4. Reform im Spannungsfeld Politik - Verwaltung - Bürger

Verwaltungsreform läßt sich nicht am grünen Tisch entwerfen und dann von oben dekretieren. Die Versuche, Modernisierungen mit einem großen Masterplan - gestützt auf (allzu teure) externe Gutachten - umzusetzen, sind in aller Regel gescheitert. Auch Reformen der Kommunalverwaltung können nicht von Bürgermeistern verordnet werden, sondern müssen im Zusammenwirken von Kommunalpolitik und Verwaltung mühsam erarbeitet werden. Ein erfolgsversprechendes Einheitsmodell "Reform 2000" für ost- wie für westdeutsche Städte und Gemeinden gibt es nicht. Vielmehr muß jede Kommune den für sie richtigen Reformweg finden.

Hierbei ist es auch erforderlich, neue Formen der Arbeitsteilung, Kooperation, Kommunikation und Kontrolle im Wechselspiel von Politik und Verwaltung zu entwickeln.

Neu zu überdenken ist das Verhältnis Politik - Verwaltung auch in anderer Hinsicht. Gerade Kommunalpolitiker zeichnen sich oft durch eine übergroße Liebe zum Detail aus. Seit 1990 hat sich diese Tendenz auch in den Neuen Ländern rasch ausgebreitet. Da werden in den Gemeindevertretungen gerne nach stundenlanger Debatte mikroökonomi-sche Entscheidungen getroffen - über die Zahl der Kleiderhaken in einem Kindergarten oder die Größe eines Planschbeckens im örtlichen Schwimmbad (auf m¨ genau). Hinter derartiger Detailhuberei steckt häufig das Mißtrauen der Politiker, ob "die Verwaltung" auch in der Lage sei, die richtigen Maßnahmen von sich aus zu ergreifen. Diese Grundhaltung erinnert entfernt an das Leninsche Prinzip: Vertrauen in die Beamten habe ich sowieso nicht, und ehe ich alles kontrollieren muß, entscheide ich es doch lieber gleich selber.
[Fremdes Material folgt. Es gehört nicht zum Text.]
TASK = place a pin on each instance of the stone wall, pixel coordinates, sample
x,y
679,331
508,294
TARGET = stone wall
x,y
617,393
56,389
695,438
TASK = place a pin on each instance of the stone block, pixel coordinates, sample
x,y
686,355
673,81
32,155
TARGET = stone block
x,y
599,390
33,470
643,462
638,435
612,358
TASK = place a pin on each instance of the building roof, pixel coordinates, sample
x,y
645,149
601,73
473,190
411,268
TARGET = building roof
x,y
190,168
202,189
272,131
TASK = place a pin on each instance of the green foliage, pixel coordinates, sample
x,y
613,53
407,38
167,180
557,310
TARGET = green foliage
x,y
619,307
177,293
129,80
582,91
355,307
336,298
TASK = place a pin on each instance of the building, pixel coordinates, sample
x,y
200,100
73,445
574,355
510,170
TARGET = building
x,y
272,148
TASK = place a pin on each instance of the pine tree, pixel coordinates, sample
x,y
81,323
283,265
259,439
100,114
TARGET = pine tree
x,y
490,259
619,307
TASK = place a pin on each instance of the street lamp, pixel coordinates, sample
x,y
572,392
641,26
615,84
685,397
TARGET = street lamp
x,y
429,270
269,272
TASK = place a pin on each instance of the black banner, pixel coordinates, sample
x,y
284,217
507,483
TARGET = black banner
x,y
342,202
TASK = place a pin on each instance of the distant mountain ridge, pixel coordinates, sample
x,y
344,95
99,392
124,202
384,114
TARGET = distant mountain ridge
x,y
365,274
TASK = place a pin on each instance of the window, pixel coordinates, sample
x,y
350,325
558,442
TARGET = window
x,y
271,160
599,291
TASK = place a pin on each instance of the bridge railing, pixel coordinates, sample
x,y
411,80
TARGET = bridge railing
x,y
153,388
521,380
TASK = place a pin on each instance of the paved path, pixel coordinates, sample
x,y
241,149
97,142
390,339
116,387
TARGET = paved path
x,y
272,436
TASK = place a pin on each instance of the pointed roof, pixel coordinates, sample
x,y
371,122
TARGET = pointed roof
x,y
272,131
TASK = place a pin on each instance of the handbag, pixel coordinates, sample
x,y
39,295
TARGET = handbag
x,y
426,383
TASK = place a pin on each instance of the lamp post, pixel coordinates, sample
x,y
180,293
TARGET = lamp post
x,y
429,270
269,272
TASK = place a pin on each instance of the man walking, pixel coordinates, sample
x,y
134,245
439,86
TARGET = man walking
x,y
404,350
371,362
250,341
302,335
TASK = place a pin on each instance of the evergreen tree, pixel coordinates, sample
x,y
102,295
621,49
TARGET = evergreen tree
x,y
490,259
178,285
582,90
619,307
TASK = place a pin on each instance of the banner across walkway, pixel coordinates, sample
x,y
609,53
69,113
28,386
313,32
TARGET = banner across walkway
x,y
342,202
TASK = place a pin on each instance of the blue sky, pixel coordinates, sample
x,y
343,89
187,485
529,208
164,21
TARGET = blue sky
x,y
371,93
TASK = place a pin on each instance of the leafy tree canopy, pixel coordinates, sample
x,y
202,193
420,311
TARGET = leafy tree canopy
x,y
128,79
Aber ein solches Verfahren ist für die Gemeindevertreter, die die Politik gwöhnlich ehrenamtlich betreiben, auf Dauer doch sehr zeitaufwendig. Es versperrt auch den Blick auf die wirklich wichtigen Entscheidungen, bei denen die Abwägung von Pro und Kontra, Soll und Haben, möglichem Nutzen und Schaden zu kurz kommt. So ist vermutlich auch manche Gedankenlosigkeit zu erklären, mit der ostdeutsche Gemeindevertretungen Beschlüsse über total überdimensionierte Gewerbegebiete, Kläranlagen oder sonstige Infrastruktureinrichtungen gefaßt haben - ohne die immensen Folgekosten für ihre Kommune zu bedenken.
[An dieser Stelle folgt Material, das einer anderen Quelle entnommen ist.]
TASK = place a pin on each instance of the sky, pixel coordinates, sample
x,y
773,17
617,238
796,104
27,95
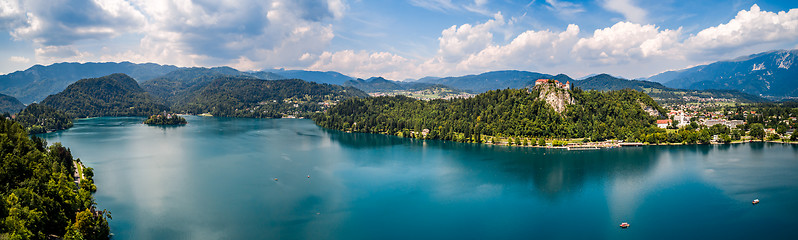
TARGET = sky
x,y
395,39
Besser wäre für alle Beteiligten, wenn die Politik sich in Zukunft mehr darauf konzentriert, die Verwaltung durch klare Zielvorgaben und wirksame Zielkontrollen zu steuern, statt durch zu viele Einzeleingriffe alles selbst in die Hand zu nehmen. Zugegeben - es kommt einer kleinen Revolution gleich, wenn in Zukunft die Kommunalpolitik für die Festlegung der Rahmenrichtlinien und die Verwaltung für deren Umsetzung in eigener Verantwortung zuständig sein soll. Aber wäre das nicht eine sinnvolle Veränderung - gerade beim Neuauf-bau der Verwaltung in den Neuen Ländern?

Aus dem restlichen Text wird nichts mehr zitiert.